Rádio do vovô

Tudo que use o abandono por dentro e por fora

Uma história para ela


A minha vizinha é triste. Triste e sozinha. Nunca a vi sorrir, nem dar bom dia, nem boa noite. A janela de sua casa está sempre fechada. Ali não entra sol. O verão ali não chegou. Imagino-a entre móveis escuros e antigos, mais antigos que ela, e fotos em preto e branco de pessoas que já não existem. Talvez ela tenha um baú onde guarde o xalé que sua mãe usava. Talvez ela não tenha nada, nem baú, nem memórias.

Queria escrever uma história qualquer, talvez engraçada, um conto de amor, quem sabe, que a fizesse lembrar de quando era uma menina pequena com dentes de leite e minissaia rosada. Sua mãe tinha que gritar da janela que o almoço estava na mesa, a menina pulava o cercado da casa e se escondia atrás da goiabeira. A mãe vinha atrás e a menina dava um susto nela. "Buuu!", e a mãe dava a risada mais gostosa do mundo. "Mas você, hein, minha filha... Você vai ser poeta!", a mãe falava, mas a menina não sabia o que era isso. Vivia assim, entre os bichinhos do mato rastejantes, e amava o canto do grilo mais do que o das cigarras. As estrelas eram o seu brinquedo, no tempo em que não havia televisão.
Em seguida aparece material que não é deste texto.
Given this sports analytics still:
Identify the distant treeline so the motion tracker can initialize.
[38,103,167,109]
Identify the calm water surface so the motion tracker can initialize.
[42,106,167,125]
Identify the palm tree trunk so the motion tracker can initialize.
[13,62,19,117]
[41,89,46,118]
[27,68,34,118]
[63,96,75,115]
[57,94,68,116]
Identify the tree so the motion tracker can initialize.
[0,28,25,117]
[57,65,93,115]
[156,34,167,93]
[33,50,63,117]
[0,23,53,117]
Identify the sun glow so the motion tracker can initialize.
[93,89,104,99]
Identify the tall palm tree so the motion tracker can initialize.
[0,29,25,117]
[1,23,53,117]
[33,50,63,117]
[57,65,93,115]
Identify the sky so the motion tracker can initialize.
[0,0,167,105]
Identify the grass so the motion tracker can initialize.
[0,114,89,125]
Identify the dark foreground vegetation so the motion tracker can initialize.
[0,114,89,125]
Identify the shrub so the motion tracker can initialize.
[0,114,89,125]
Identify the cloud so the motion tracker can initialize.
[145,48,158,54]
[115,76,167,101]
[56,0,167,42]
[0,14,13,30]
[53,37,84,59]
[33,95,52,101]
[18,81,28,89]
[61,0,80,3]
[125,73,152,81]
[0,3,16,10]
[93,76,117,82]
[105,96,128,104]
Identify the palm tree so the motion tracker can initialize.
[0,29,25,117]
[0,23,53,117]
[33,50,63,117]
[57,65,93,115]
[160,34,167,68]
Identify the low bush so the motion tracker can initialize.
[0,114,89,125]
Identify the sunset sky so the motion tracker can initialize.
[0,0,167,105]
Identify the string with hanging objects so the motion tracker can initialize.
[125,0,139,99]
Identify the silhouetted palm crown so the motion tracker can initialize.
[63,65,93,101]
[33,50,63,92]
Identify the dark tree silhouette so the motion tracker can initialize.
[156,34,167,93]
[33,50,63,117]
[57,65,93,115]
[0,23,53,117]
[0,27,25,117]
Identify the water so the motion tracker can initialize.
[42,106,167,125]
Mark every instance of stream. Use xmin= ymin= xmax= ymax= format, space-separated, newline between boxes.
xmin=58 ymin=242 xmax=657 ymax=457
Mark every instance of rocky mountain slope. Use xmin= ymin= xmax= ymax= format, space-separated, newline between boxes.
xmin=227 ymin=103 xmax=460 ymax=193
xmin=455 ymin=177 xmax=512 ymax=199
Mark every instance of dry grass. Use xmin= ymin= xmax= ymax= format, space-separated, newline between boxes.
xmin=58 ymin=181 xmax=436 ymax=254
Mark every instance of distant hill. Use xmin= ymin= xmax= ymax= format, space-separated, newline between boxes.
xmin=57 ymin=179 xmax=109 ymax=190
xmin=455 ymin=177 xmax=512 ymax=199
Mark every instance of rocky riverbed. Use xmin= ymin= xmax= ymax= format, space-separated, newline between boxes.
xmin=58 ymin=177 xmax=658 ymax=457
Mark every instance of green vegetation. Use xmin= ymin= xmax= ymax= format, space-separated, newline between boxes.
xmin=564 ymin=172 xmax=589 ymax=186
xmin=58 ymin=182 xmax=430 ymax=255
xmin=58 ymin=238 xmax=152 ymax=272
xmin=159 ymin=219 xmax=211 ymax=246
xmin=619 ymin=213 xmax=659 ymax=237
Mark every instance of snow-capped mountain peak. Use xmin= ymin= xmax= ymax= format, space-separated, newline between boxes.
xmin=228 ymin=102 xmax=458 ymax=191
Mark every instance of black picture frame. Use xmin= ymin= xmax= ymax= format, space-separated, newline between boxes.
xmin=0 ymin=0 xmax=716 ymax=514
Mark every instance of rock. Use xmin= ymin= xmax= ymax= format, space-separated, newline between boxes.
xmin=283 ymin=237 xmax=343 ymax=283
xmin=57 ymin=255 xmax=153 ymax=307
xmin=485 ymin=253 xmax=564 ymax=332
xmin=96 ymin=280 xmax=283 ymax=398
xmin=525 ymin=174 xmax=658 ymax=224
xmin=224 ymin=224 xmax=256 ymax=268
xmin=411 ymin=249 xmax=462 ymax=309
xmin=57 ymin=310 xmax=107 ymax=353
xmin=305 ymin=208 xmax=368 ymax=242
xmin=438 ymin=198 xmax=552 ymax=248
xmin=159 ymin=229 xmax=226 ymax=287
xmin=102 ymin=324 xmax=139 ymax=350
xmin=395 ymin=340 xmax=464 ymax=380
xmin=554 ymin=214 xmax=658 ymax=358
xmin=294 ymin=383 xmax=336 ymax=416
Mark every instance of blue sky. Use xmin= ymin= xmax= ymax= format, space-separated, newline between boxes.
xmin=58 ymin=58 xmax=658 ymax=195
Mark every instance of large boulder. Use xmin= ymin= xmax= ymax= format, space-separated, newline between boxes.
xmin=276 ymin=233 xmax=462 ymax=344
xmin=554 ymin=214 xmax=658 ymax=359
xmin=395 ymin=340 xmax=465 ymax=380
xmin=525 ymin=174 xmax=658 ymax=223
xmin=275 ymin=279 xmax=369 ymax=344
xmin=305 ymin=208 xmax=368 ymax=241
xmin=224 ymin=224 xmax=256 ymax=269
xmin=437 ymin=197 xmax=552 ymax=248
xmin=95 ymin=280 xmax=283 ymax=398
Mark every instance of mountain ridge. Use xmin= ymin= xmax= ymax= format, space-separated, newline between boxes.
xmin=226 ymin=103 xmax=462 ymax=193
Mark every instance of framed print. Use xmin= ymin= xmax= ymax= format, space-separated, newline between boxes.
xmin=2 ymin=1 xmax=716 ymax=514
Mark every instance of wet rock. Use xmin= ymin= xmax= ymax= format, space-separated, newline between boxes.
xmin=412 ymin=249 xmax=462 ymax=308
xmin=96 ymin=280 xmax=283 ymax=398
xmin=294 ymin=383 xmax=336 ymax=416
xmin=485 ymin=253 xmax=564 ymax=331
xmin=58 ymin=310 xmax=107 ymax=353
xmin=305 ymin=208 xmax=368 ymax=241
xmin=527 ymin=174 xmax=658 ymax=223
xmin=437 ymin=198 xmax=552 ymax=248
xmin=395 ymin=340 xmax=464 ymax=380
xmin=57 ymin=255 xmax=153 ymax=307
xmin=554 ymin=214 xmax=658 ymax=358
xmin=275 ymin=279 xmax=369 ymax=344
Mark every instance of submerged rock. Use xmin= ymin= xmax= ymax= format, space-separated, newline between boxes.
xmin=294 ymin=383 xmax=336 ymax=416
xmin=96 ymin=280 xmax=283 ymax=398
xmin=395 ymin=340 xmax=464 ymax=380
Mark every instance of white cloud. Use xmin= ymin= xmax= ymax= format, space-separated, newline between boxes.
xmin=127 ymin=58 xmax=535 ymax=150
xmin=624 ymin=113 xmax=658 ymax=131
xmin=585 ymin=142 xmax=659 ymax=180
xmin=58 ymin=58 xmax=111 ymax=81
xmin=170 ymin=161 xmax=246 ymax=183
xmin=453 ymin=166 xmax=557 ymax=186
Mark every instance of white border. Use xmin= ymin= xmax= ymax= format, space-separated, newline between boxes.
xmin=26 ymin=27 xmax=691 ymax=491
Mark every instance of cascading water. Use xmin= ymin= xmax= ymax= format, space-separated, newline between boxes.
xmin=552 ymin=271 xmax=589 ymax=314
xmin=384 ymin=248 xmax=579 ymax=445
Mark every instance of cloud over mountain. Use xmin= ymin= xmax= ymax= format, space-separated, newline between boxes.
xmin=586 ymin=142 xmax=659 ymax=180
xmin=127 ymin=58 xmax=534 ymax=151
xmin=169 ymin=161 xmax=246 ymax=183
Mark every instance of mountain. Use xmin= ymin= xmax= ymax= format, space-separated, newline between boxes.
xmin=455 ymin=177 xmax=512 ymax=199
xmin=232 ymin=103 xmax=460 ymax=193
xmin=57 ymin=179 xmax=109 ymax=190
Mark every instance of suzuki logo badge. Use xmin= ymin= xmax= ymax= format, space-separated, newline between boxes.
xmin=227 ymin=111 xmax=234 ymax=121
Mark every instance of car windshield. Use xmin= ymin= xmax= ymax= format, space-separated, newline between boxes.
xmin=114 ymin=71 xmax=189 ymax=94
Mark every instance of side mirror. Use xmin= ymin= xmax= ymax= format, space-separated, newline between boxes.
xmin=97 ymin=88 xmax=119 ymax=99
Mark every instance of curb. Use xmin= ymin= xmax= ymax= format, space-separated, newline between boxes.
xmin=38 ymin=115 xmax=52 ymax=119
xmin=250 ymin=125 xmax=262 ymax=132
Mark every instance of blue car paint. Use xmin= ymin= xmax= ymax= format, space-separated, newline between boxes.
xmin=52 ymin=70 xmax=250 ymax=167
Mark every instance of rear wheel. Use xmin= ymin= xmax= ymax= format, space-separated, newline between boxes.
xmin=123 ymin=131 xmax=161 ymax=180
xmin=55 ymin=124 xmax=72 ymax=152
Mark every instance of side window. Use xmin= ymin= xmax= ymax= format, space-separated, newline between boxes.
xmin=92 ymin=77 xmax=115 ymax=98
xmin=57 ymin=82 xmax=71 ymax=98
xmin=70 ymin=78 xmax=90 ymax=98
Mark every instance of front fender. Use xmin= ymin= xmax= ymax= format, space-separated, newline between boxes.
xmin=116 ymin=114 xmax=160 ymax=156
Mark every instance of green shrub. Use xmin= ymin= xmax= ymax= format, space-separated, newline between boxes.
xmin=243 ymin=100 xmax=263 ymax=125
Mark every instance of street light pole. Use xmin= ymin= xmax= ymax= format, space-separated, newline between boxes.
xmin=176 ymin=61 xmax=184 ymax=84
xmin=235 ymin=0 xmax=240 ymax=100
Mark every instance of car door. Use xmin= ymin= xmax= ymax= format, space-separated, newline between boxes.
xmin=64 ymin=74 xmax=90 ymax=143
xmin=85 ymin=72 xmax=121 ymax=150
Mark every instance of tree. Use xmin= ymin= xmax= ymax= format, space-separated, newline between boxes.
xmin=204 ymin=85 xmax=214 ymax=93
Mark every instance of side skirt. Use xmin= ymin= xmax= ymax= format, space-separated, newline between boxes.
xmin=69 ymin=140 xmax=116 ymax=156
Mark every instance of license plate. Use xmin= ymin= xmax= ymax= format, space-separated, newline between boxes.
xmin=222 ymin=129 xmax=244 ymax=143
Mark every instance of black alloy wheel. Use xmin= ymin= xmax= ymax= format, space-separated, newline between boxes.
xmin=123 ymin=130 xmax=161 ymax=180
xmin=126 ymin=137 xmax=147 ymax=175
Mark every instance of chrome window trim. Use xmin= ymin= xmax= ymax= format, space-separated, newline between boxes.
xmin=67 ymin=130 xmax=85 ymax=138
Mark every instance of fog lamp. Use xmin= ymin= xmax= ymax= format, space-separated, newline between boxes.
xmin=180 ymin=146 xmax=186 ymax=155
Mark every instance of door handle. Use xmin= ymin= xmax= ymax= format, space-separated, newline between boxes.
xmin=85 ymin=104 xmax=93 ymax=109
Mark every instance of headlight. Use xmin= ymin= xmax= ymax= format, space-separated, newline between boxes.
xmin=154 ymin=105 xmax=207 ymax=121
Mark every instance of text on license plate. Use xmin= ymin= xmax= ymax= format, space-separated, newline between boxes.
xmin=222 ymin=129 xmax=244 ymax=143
Criança brincava na rua, pés descalços, corpos ao vento. No tempo do ronca era assim.

Para onde foi aquela menina descalça e banguela, meu Deus? Queria escrever uma história que fizesse minha vizinha cantar. Eu colocaria a história num envelope, deixaria-o embaixo da porta, tocaria a campainha e sairia correndo. E, da janela, ao ouvir uma voz doce de mulher a cantar, eu saberia que é ela, a minha vizinha, sorrindo de pura alegria, reencontrando a menina linda que foi. E ela abriria a janela sempre fechada, e o sol entraria na casa, e eu não precisaria escrever mais nada.